New Jersey earthquake shocks Philadelphia community | The Triangle

New Jersey earthquake shocks Philadelphia community

Photo by Kasey Shamis | The Triangle

People all across the Philadelphia region felt the ground shake on Friday, April 5 at approximately 10:23 a.m., wondering if they felt a real earthquake. 

A 4.8 magnitude earthquake struck Hunterdon County, NJ. Shaking was felt across the Northeast region of the U.S. including Philadelphia, Boston, New York and Vermont, confirmed  the U.S. Geological Service. Located just three miles northeast of Lebanon, NJ, no injuries or damage have been reported as of the afternoon. 

Approximately an hour after the impact, Drexel released an alert to the university announcing the earthquake and advising students to keep safe in the event of aftershocks.
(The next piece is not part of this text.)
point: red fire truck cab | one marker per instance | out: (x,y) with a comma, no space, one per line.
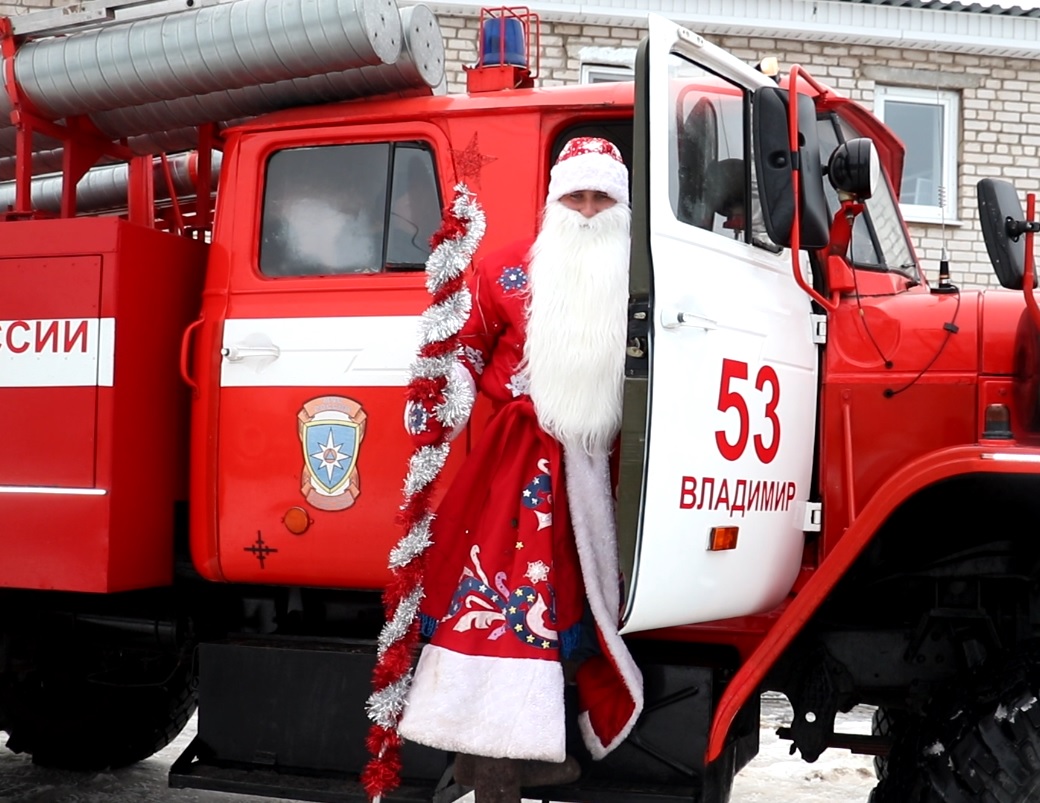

A second alert was sent out an hour later. “URGENT Update to Earthquake No injuries or damages reported,” it said. 

Drexel University student Nexida Sanchez said she felt the shaking and immediately knew that it was an earthquake.

“I was sitting in my dorm bed studying and I felt the shake. … My roommate looked at me and … we both were in shock because earthquakes don’t really happen in Philly,” she said. 

Her family also felt the shaking at Temple University and in Northeast Philadelphia. 

Port Authority Transit Corporation announced that they temporarily suspended service as they inspected the line to ensure that no damage was caused as a result of the earthquake. They have since resumed all services. All SEPTA regional rail, Broad Street Local, Market Frankford Line and buses are running according to their normal schedule. 

The cause of the earthquake was attributed to The Ramapo Fault. Initially considered mostly inactive, it stems from the Appalachian Mountains and spans over 185 miles through Pennsylvania, New York and New Jersey. 

Friday morning’s earthquake was caused by bedrock shifts and slides in the Ramapo Fault,” said retired astronomy and geology Suffolk County Community College professor George Lomaga. 

Earthquakes such as this one can occur every 10 to 20 years due to the Ramapo Fault line movements. The shaking imitates a ripple-like motion that is “caused when throwing a stone in the water,” said Lomaga. Therefore, geographically, an earthquake was expected to occur soon.  

Philadelphia’s last earthquake was in August 2011. A 5.8 magnitude earthquake struck near Richmond, Virginia. Despite the location of the earthquake being hundreds of miles away, Philadelphia felt the ground tremble. The city faced minimal physical damage but significant emotional shock. The Independence Blue Cross building suffered a shattered glass pane but no injuries were reported as a result of the earthquake. 

The 2011 Virginia earthquake was felt in over a dozen states and originated in the Piedmont region in the Virginia Seismic Zone. The earthquake’s epicenter was between the Spotsylvania fault and the Chopawamsic fault. The public speculated whether the earthquake could have been caused by fracking. 

In response to the 2024 earthquake, staff and officials evacuated Philadelphia City Hall but returned shortly after while several flights were delayed at the Philadelphia International Airport. No injuries or damage were reported in Philadelphia as of 3:00 p.m. on Friday April 5, according to Mayor Cherelle Parker.